Faculty Awards for Excellence in Graduate Teaching: William Schweiker

For theological ethicist William Schweiker, the advantage of his field is that “people are already involved with morality—what is just or unjust, good and evil, the claims of responsibility—before they enter the classroom. You don’t have to create the interest for it,” said Schweiker, the Edward L. Ryerson Distinguished Service Professor of Theological Ethics in the Divinity School.
 
In lectures, seminars, and one-on-one sessions, Schweiker tries to hone students’ natural interest in morality into cogent, well-argued theses. He’s famous for pushing students toward greater clarity and focus in their arguments—a habit that has earned him the nickname of “The Focalizer” among his students.
 
“Thinking begins with waking up to the complexity, joy, perplexity and often sorrow of moral and religious life. The scholar’s and the thinker’s job is to provoke and to articulate that experience in order to provide orientation and guidance in how to live,” he said. “That’s what ethics does.”
 
Teaching was a natural path for Schweiker, who grew up in a family that discussed and debated intellectual topics. “The idea that you would spend time trying to clarify ideas and convince other people came rather naturally to me.
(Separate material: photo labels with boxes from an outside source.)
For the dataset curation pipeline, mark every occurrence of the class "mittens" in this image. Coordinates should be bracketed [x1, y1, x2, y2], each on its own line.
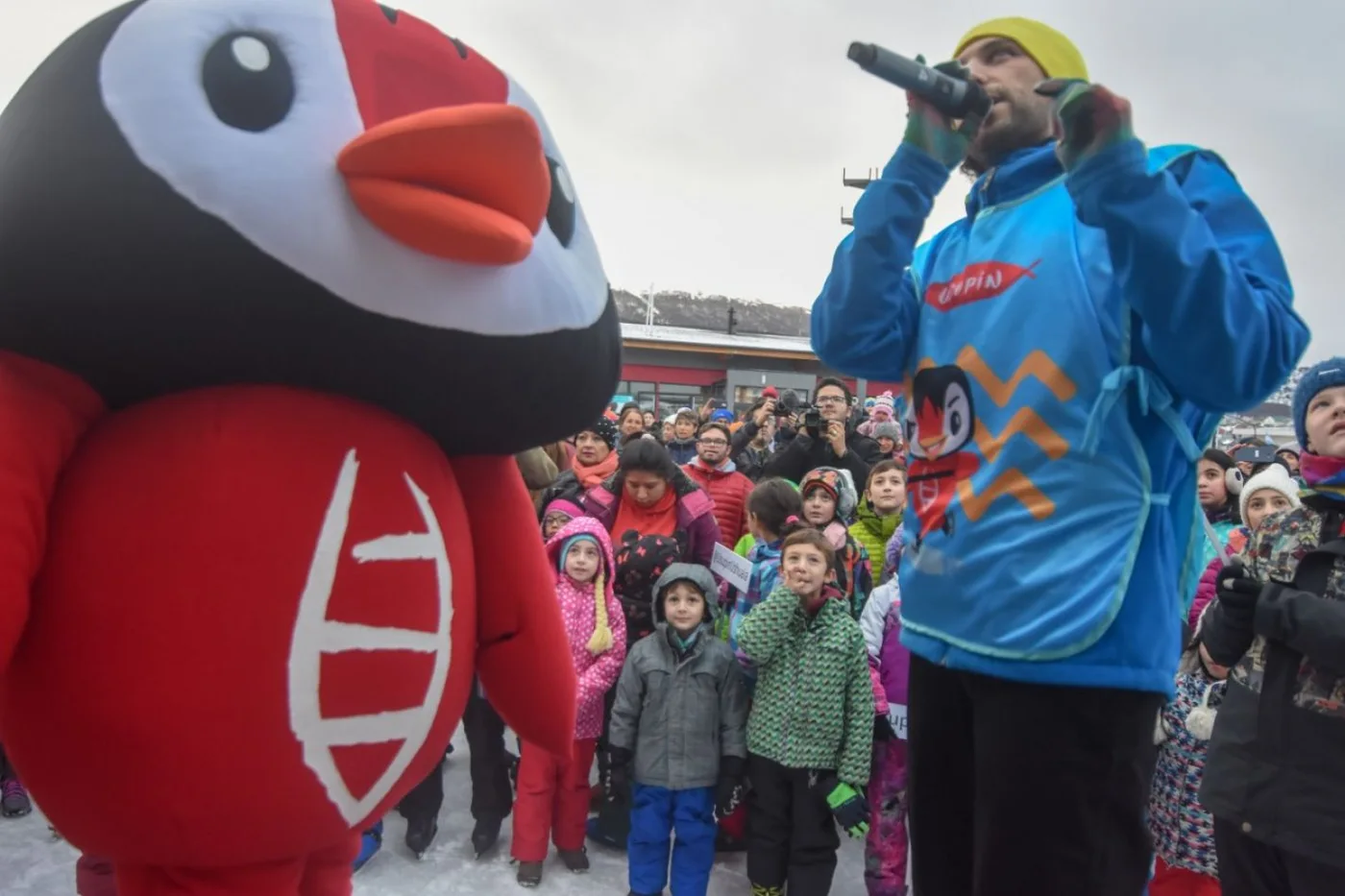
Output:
[714, 756, 746, 821]
[1036, 78, 1136, 171]
[818, 775, 868, 836]
[602, 747, 635, 806]
[901, 57, 981, 171]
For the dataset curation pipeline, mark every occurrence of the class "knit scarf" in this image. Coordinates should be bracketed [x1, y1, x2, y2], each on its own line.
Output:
[571, 450, 622, 491]
[1298, 450, 1345, 502]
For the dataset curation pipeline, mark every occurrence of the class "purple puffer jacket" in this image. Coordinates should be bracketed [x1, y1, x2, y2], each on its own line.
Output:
[581, 470, 720, 567]
[860, 578, 911, 706]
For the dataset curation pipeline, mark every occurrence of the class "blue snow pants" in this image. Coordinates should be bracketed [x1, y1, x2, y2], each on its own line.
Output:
[626, 785, 717, 896]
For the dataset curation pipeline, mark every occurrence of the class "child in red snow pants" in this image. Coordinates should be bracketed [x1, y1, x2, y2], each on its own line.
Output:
[511, 739, 598, 862]
[1149, 859, 1221, 896]
[75, 856, 117, 896]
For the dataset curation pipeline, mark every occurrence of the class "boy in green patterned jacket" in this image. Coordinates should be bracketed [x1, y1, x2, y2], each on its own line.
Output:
[739, 520, 874, 896]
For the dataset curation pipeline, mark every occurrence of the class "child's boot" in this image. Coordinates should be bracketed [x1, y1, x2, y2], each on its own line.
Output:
[518, 862, 542, 888]
[0, 775, 33, 818]
[558, 846, 589, 875]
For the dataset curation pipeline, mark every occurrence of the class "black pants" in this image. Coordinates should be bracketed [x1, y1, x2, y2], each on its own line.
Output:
[908, 657, 1162, 896]
[397, 686, 514, 821]
[747, 754, 839, 896]
[1214, 818, 1345, 896]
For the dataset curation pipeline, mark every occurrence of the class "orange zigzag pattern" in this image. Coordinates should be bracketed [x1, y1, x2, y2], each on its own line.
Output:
[958, 346, 1077, 407]
[904, 346, 1077, 522]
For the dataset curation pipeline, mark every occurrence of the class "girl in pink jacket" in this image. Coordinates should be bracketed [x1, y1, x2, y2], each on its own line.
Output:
[512, 517, 625, 886]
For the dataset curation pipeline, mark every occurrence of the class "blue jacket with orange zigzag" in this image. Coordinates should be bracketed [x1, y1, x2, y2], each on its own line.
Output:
[813, 140, 1308, 692]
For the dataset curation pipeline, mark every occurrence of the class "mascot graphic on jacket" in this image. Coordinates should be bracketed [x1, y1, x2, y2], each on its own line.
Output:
[0, 0, 620, 896]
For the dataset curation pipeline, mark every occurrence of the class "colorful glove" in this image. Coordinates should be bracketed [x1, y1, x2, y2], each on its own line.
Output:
[901, 57, 981, 171]
[823, 776, 868, 836]
[1036, 78, 1136, 171]
[714, 756, 746, 821]
[602, 747, 635, 806]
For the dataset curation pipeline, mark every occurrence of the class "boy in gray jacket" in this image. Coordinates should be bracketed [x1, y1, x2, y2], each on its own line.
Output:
[608, 564, 747, 896]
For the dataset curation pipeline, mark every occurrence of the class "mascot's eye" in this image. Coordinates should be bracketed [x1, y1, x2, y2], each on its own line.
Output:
[201, 31, 295, 133]
[546, 157, 575, 248]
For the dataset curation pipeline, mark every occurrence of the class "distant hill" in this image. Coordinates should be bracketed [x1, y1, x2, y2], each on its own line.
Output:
[613, 289, 1308, 419]
[612, 289, 810, 336]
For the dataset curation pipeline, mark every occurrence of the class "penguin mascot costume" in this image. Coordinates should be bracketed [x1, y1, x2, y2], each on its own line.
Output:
[0, 0, 620, 896]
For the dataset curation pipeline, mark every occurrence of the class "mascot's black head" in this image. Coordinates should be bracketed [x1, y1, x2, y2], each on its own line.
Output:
[0, 0, 620, 453]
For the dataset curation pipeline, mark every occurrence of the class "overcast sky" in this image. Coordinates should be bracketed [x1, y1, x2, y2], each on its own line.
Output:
[0, 0, 1345, 359]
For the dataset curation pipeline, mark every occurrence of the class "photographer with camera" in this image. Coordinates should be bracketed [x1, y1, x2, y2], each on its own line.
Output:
[764, 376, 880, 482]
[813, 19, 1308, 896]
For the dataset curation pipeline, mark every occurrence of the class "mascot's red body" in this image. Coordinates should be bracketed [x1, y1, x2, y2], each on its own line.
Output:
[0, 0, 619, 896]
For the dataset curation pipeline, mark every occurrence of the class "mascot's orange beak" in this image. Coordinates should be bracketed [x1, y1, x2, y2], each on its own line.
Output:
[336, 104, 551, 265]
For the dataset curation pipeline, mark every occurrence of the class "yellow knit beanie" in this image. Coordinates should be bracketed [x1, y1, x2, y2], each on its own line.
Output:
[952, 16, 1088, 81]
[588, 564, 613, 657]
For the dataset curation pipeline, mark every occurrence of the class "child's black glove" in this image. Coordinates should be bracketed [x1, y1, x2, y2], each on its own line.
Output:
[1214, 557, 1261, 634]
[602, 747, 635, 806]
[814, 774, 868, 836]
[1201, 557, 1261, 666]
[714, 756, 746, 821]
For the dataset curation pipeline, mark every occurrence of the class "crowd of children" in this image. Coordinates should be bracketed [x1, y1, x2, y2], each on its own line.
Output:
[512, 460, 907, 896]
[18, 359, 1345, 896]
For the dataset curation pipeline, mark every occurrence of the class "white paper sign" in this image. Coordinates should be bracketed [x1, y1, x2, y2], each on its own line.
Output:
[888, 704, 907, 739]
[710, 545, 752, 592]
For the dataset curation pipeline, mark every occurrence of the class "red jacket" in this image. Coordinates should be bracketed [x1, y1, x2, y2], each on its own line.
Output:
[682, 457, 756, 549]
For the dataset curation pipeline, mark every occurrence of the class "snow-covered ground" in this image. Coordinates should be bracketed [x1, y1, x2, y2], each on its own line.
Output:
[0, 732, 864, 896]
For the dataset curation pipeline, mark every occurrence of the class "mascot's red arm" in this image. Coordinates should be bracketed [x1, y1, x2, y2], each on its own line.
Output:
[453, 456, 575, 756]
[0, 351, 105, 674]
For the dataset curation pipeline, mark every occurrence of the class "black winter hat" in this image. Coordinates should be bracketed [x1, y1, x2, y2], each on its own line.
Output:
[579, 417, 618, 448]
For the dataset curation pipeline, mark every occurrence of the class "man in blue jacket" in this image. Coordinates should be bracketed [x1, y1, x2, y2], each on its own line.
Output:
[813, 19, 1308, 896]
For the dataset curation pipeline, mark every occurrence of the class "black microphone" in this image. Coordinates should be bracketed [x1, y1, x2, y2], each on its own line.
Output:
[847, 43, 990, 118]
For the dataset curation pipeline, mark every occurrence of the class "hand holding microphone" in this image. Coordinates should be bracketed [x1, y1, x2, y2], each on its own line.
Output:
[848, 43, 991, 171]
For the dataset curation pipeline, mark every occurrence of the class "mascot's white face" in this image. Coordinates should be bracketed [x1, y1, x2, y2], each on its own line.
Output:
[100, 0, 608, 336]
[0, 0, 622, 455]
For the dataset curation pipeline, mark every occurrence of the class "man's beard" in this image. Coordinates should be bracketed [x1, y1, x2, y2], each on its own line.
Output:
[963, 104, 1049, 175]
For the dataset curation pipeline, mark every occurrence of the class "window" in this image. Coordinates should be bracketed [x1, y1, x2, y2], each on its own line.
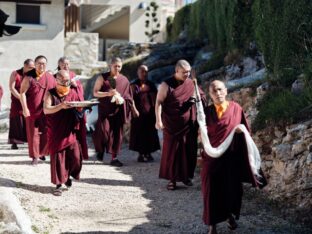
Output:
[16, 4, 40, 24]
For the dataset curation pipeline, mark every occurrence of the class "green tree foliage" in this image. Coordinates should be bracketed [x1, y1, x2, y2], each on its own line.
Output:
[253, 0, 312, 86]
[169, 0, 253, 51]
[167, 4, 191, 41]
[145, 1, 160, 42]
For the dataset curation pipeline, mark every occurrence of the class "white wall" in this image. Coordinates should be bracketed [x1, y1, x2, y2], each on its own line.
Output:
[0, 0, 64, 109]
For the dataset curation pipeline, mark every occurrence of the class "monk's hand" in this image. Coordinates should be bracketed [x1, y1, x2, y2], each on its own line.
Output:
[76, 107, 83, 112]
[61, 101, 71, 109]
[107, 89, 118, 97]
[23, 108, 30, 118]
[155, 121, 164, 130]
[132, 108, 140, 118]
[191, 68, 196, 80]
[70, 80, 77, 87]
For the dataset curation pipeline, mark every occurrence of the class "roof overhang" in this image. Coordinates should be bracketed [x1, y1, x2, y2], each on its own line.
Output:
[1, 0, 52, 4]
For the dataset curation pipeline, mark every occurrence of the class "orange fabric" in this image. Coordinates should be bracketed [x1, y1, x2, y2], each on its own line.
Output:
[214, 101, 229, 119]
[36, 70, 44, 80]
[56, 85, 70, 97]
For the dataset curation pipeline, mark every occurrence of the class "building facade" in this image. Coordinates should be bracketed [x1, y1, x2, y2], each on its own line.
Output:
[0, 0, 64, 106]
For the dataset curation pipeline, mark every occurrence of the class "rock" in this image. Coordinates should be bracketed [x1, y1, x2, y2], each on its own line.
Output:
[291, 79, 305, 95]
[307, 153, 312, 165]
[291, 140, 307, 157]
[226, 69, 266, 90]
[255, 82, 269, 104]
[254, 121, 312, 216]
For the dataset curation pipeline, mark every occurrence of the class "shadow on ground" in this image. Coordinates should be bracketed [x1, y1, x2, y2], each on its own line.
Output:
[80, 139, 312, 234]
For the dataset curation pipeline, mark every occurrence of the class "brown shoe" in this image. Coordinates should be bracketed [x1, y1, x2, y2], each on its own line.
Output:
[167, 181, 177, 191]
[226, 215, 238, 230]
[31, 158, 38, 166]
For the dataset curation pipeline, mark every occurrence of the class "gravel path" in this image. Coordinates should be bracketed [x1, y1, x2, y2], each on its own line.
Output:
[0, 133, 312, 234]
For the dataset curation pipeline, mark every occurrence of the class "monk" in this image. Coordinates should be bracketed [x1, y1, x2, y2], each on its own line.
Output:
[57, 56, 84, 100]
[44, 70, 85, 196]
[57, 56, 87, 158]
[9, 59, 35, 149]
[155, 60, 198, 190]
[129, 65, 160, 162]
[201, 80, 266, 234]
[92, 57, 139, 167]
[20, 55, 55, 165]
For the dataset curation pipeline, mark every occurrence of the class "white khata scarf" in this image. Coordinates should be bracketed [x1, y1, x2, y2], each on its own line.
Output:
[194, 80, 261, 178]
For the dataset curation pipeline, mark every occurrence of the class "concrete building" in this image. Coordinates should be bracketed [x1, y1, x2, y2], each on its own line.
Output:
[0, 0, 64, 109]
[65, 0, 184, 60]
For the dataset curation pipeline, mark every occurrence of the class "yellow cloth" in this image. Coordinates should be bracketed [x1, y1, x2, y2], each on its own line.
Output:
[214, 101, 229, 119]
[36, 70, 44, 80]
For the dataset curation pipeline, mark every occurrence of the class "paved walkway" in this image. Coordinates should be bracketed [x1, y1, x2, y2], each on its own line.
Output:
[0, 133, 311, 234]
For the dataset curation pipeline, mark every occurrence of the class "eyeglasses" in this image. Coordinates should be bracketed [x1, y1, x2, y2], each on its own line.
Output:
[36, 62, 47, 66]
[56, 78, 70, 87]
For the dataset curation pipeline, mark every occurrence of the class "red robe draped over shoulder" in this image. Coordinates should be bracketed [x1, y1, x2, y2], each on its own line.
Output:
[8, 68, 27, 144]
[46, 88, 85, 184]
[24, 69, 56, 158]
[159, 78, 198, 182]
[129, 79, 160, 154]
[201, 101, 266, 225]
[92, 72, 133, 154]
[69, 71, 89, 159]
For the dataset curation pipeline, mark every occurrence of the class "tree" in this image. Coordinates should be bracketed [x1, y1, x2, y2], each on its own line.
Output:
[145, 1, 160, 42]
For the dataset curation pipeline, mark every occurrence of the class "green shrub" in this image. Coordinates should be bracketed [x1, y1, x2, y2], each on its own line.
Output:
[253, 87, 312, 130]
[168, 4, 191, 41]
[196, 52, 225, 74]
[253, 0, 312, 84]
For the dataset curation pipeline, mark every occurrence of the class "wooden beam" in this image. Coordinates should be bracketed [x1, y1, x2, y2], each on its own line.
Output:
[1, 0, 52, 4]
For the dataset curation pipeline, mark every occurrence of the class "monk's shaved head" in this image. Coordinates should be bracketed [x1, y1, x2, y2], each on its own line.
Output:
[209, 80, 226, 89]
[56, 70, 70, 80]
[175, 59, 191, 70]
[209, 80, 227, 105]
[138, 65, 148, 71]
[174, 59, 191, 81]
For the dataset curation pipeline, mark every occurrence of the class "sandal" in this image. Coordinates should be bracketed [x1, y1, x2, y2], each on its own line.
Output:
[182, 179, 193, 186]
[167, 181, 177, 190]
[65, 178, 72, 189]
[144, 154, 154, 162]
[53, 187, 62, 197]
[137, 154, 145, 162]
[227, 215, 238, 230]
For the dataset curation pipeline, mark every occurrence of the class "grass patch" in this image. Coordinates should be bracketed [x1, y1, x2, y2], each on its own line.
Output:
[31, 225, 40, 233]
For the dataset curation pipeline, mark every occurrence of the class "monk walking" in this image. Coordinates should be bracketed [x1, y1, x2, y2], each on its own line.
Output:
[20, 55, 55, 165]
[155, 60, 202, 190]
[57, 56, 89, 158]
[201, 80, 266, 234]
[44, 70, 85, 196]
[93, 57, 138, 167]
[129, 65, 160, 162]
[9, 59, 35, 149]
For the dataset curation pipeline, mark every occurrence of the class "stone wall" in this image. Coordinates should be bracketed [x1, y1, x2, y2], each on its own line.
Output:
[254, 120, 312, 221]
[64, 32, 107, 76]
[229, 84, 312, 222]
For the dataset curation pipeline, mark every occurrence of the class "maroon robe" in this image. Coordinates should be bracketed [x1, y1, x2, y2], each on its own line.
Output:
[8, 68, 27, 144]
[201, 101, 266, 225]
[46, 88, 85, 184]
[92, 72, 133, 154]
[24, 69, 55, 158]
[159, 78, 198, 182]
[129, 79, 160, 154]
[69, 71, 89, 159]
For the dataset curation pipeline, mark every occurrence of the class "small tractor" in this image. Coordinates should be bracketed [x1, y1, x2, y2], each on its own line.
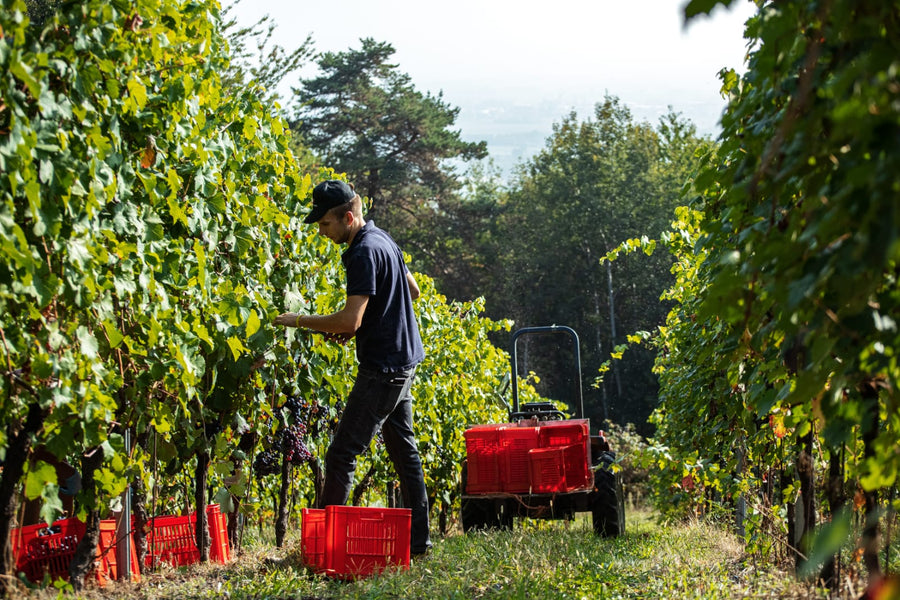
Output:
[461, 325, 625, 537]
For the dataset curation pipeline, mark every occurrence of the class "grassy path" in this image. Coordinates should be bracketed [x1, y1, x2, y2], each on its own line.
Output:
[35, 514, 844, 600]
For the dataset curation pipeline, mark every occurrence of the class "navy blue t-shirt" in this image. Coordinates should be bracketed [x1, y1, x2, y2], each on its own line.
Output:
[341, 221, 425, 372]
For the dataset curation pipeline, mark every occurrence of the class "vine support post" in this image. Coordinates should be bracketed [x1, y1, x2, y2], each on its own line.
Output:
[116, 427, 132, 581]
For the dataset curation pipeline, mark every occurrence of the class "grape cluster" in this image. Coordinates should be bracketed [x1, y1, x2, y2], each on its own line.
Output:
[279, 424, 312, 465]
[253, 448, 281, 476]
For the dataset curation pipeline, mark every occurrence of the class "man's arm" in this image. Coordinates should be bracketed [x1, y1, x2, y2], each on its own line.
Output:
[406, 271, 419, 300]
[274, 296, 369, 336]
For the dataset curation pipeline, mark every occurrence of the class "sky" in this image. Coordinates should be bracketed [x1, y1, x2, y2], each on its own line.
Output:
[233, 0, 755, 169]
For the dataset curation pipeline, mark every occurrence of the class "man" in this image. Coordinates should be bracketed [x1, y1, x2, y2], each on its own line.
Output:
[275, 180, 431, 555]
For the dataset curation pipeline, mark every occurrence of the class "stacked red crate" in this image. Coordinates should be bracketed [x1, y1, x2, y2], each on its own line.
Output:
[464, 419, 594, 494]
[464, 424, 504, 494]
[144, 504, 231, 567]
[538, 419, 594, 491]
[10, 518, 141, 586]
[300, 506, 412, 579]
[500, 425, 539, 494]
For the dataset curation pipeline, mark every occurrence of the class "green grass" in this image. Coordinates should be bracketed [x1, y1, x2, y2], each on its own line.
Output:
[28, 513, 840, 600]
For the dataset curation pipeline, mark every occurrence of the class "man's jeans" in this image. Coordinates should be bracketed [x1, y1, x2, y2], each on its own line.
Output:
[319, 368, 431, 554]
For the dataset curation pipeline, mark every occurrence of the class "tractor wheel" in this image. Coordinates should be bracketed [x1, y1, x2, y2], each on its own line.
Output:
[591, 452, 625, 537]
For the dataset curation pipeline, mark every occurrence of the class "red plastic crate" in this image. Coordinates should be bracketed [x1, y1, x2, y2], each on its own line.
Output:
[144, 504, 230, 567]
[463, 424, 504, 494]
[528, 448, 566, 494]
[539, 419, 591, 448]
[10, 519, 141, 586]
[300, 508, 326, 573]
[563, 440, 594, 490]
[325, 506, 412, 579]
[206, 504, 231, 564]
[498, 427, 538, 493]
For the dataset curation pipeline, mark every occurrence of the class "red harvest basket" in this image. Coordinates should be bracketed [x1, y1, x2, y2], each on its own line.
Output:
[300, 508, 326, 573]
[301, 506, 412, 579]
[463, 425, 504, 494]
[499, 427, 538, 493]
[144, 504, 231, 567]
[10, 518, 141, 586]
[325, 506, 412, 579]
[528, 448, 566, 494]
[540, 419, 591, 448]
[563, 442, 594, 490]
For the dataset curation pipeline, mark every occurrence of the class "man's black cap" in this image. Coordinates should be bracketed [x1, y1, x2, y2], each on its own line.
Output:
[303, 179, 356, 223]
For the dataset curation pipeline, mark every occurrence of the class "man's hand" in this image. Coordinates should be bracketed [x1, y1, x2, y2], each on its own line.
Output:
[322, 333, 353, 344]
[272, 313, 300, 327]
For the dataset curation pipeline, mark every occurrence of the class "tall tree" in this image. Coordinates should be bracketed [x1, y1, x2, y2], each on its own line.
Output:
[291, 38, 487, 237]
[474, 97, 708, 427]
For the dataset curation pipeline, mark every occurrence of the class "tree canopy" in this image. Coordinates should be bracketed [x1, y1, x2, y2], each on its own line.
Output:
[292, 38, 487, 232]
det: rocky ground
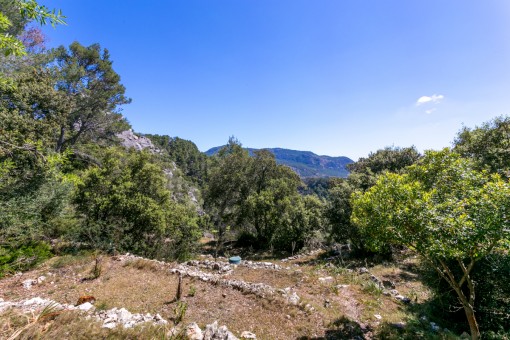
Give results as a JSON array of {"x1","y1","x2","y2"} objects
[{"x1": 0, "y1": 247, "x2": 442, "y2": 339}]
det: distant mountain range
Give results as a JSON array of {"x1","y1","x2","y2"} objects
[{"x1": 205, "y1": 146, "x2": 354, "y2": 178}]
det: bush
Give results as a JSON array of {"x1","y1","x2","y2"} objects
[{"x1": 0, "y1": 242, "x2": 52, "y2": 277}]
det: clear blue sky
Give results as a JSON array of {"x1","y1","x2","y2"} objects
[{"x1": 40, "y1": 0, "x2": 510, "y2": 160}]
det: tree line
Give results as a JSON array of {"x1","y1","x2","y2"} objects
[{"x1": 0, "y1": 0, "x2": 510, "y2": 339}]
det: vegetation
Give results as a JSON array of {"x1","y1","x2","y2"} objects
[
  {"x1": 0, "y1": 0, "x2": 510, "y2": 339},
  {"x1": 352, "y1": 149, "x2": 510, "y2": 339}
]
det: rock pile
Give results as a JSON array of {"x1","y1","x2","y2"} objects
[
  {"x1": 185, "y1": 260, "x2": 282, "y2": 273},
  {"x1": 282, "y1": 249, "x2": 323, "y2": 262},
  {"x1": 185, "y1": 321, "x2": 257, "y2": 340},
  {"x1": 0, "y1": 297, "x2": 168, "y2": 329},
  {"x1": 94, "y1": 308, "x2": 168, "y2": 329}
]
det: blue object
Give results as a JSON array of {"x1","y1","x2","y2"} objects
[{"x1": 228, "y1": 256, "x2": 241, "y2": 264}]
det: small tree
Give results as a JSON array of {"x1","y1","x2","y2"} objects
[{"x1": 352, "y1": 149, "x2": 510, "y2": 339}]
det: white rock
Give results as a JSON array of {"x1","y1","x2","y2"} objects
[
  {"x1": 0, "y1": 301, "x2": 12, "y2": 313},
  {"x1": 241, "y1": 331, "x2": 257, "y2": 339},
  {"x1": 117, "y1": 308, "x2": 133, "y2": 323},
  {"x1": 23, "y1": 296, "x2": 46, "y2": 306},
  {"x1": 22, "y1": 279, "x2": 37, "y2": 289},
  {"x1": 78, "y1": 302, "x2": 94, "y2": 311},
  {"x1": 319, "y1": 276, "x2": 333, "y2": 282},
  {"x1": 186, "y1": 322, "x2": 204, "y2": 340},
  {"x1": 103, "y1": 322, "x2": 117, "y2": 329},
  {"x1": 287, "y1": 292, "x2": 301, "y2": 305}
]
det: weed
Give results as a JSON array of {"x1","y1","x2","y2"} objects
[
  {"x1": 90, "y1": 255, "x2": 103, "y2": 280},
  {"x1": 362, "y1": 281, "x2": 383, "y2": 296},
  {"x1": 188, "y1": 285, "x2": 197, "y2": 297},
  {"x1": 94, "y1": 301, "x2": 108, "y2": 310},
  {"x1": 51, "y1": 254, "x2": 90, "y2": 269},
  {"x1": 124, "y1": 259, "x2": 160, "y2": 272},
  {"x1": 173, "y1": 301, "x2": 188, "y2": 326}
]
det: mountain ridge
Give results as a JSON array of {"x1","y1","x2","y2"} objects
[{"x1": 205, "y1": 146, "x2": 354, "y2": 178}]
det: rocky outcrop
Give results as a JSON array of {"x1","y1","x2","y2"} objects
[
  {"x1": 116, "y1": 129, "x2": 161, "y2": 153},
  {"x1": 0, "y1": 297, "x2": 168, "y2": 328}
]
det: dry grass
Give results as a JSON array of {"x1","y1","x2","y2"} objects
[{"x1": 0, "y1": 251, "x2": 442, "y2": 339}]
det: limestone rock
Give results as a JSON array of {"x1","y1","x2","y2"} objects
[
  {"x1": 186, "y1": 322, "x2": 204, "y2": 340},
  {"x1": 241, "y1": 331, "x2": 257, "y2": 339}
]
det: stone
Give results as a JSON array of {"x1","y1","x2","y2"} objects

I’ve never had to struggle to enjoy teaching,” said Schweiker, who received his PhD from UChicago and joined the faculty in 1989. Since 2007, Schweiker has served as director of the Martin Marty Center.
 
Still, “I’m not one of those people who has sat back and adopted a philosophy of teaching. I’ve tried to hear and articulate students’ questions and to enable them to pursue and answer those questions,” Schweiker said. “That’s easy at Chicago. We have such gifted and diligent students. It makes teaching easy.”
 
Working with graduate students is a particularly satisfying endeavor for Schweiker, who enjoys seeing his students tackle new topics and ideas. “These people are creating new forms of thought. They’re helping us understand thinkers and the history of problems better than we have before,” he said.
 
Schweiker encourages his graduate students to pursue their own interests and points of view. “I’m not interested in disciples,” he explained. He prefers that students “go their own way, rather than reproduce what the professor is doing. I have students [with whom] I disagree, but if they can make a good argument then learning has advanced.” At the end of the day, “the whole point of teaching at a place like the U. of C. is to educate students into being colleagues and friends in the work of creating new knowledge.”
 
He was stunned when he learned of the Graduate Teaching Award. “I was just profoundly touched that students would take the trouble to nominate me and go through the work of getting letters of support,” he said. “Teaching is its own reward. But you labor in the classroom for a long time, and in seminars and tutorials, and sometimes you lose track of the effects that these things are having on students and colleagues. I passionately love what I do.”